Enabling Unstructured Sparse Acceleration on Structured Sparse Accelerators
This addresses the problem of hardware compatibility and efficiency for AI practitioners using sparse neural networks, offering a practical solution that is incremental in improving existing structured sparse accelerators.
The paper tackles the inflexibility of structured sparsity in deep neural network accelerators by proposing an approximation method to convert unstructured sparsity into structured forms, enabling acceleration without fine-tuning and achieving up to 83% energy-delay-product improvement and 39% speed-up on real hardware.

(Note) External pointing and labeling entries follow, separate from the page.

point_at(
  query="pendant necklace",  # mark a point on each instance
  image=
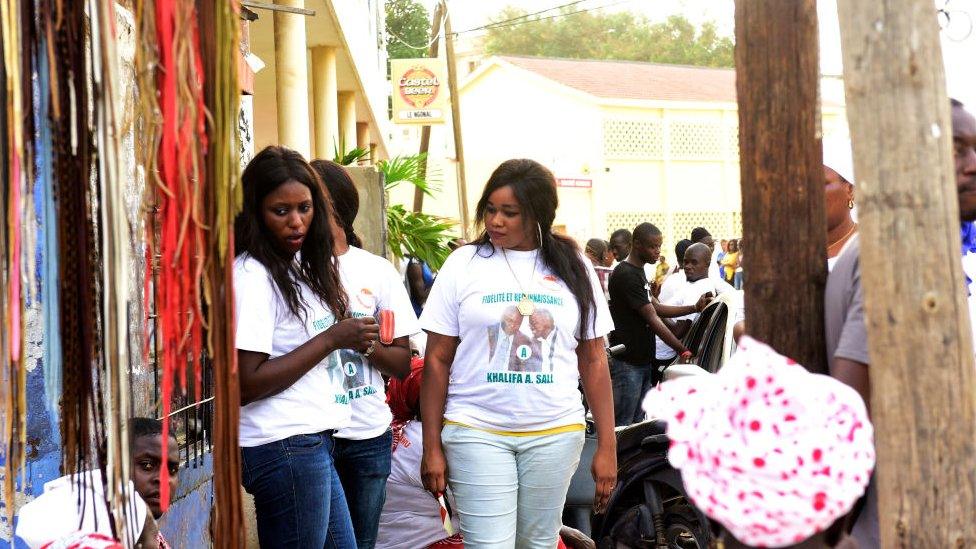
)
(525, 306)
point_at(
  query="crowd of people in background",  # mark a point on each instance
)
(353, 434)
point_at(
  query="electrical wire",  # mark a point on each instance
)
(556, 16)
(440, 25)
(411, 46)
(495, 23)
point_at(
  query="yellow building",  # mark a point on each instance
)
(323, 81)
(628, 142)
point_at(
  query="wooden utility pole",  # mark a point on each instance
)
(922, 373)
(435, 31)
(783, 219)
(456, 119)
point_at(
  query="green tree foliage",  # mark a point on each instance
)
(406, 21)
(621, 35)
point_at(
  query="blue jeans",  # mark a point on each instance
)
(363, 466)
(630, 383)
(298, 498)
(510, 490)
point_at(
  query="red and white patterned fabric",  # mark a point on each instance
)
(772, 452)
(81, 540)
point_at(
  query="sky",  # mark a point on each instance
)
(958, 41)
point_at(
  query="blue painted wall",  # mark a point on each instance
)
(43, 451)
(187, 522)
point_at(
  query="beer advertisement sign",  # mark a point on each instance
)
(419, 91)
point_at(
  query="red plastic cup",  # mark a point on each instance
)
(386, 326)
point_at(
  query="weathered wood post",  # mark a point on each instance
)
(922, 395)
(777, 82)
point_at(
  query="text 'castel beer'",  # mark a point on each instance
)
(419, 97)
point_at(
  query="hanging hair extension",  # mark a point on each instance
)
(317, 267)
(12, 372)
(179, 202)
(223, 199)
(343, 194)
(65, 24)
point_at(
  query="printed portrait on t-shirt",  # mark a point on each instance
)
(515, 345)
(352, 365)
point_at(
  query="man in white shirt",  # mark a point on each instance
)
(501, 338)
(544, 334)
(697, 260)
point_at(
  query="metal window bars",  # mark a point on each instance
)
(191, 421)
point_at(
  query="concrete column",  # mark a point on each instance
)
(362, 135)
(347, 119)
(291, 78)
(325, 99)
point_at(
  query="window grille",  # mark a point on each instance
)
(633, 139)
(191, 420)
(693, 140)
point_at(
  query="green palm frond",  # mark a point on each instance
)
(419, 235)
(410, 169)
(347, 158)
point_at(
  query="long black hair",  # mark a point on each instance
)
(535, 189)
(345, 197)
(317, 267)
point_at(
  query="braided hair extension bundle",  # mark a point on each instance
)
(223, 199)
(179, 201)
(12, 272)
(63, 23)
(114, 245)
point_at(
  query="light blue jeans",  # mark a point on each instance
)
(510, 490)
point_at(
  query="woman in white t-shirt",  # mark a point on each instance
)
(288, 298)
(503, 418)
(363, 449)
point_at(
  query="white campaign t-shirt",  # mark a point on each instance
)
(314, 403)
(411, 517)
(688, 293)
(510, 373)
(372, 284)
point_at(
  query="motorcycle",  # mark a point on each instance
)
(649, 507)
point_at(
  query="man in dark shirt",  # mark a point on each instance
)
(620, 244)
(635, 323)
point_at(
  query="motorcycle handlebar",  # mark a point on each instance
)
(616, 350)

Exploiting sparsity in deep neural networks (DNNs) has been a promising area for meeting the growing computation requirements. To minimize the overhead of sparse acceleration, hardware designers have proposed structured sparsity support, but it provides limited flexibility and requires extra model fine-tuning. Moreover, any sparse model fine-tuned for certain structured sparse HW cannot be accelerated by other structured hardware. To enable acceleration using unstructured sparsity of DNNs on structured sparse hardware, we propose an approximation method leveraging the distributive property in linear algebra to turn any sparse tensor into a series of structured sparse tensors. We also develop a software framework, TASDER, to apply high-quality structured approximation on weights and activations of DNNs. Our method accelerates dense and sparse DNNs without fine-tuning and improves energy-delay-product (EDP) by up to 83% and 74%. It achieves up to 39% speed-up on a real system.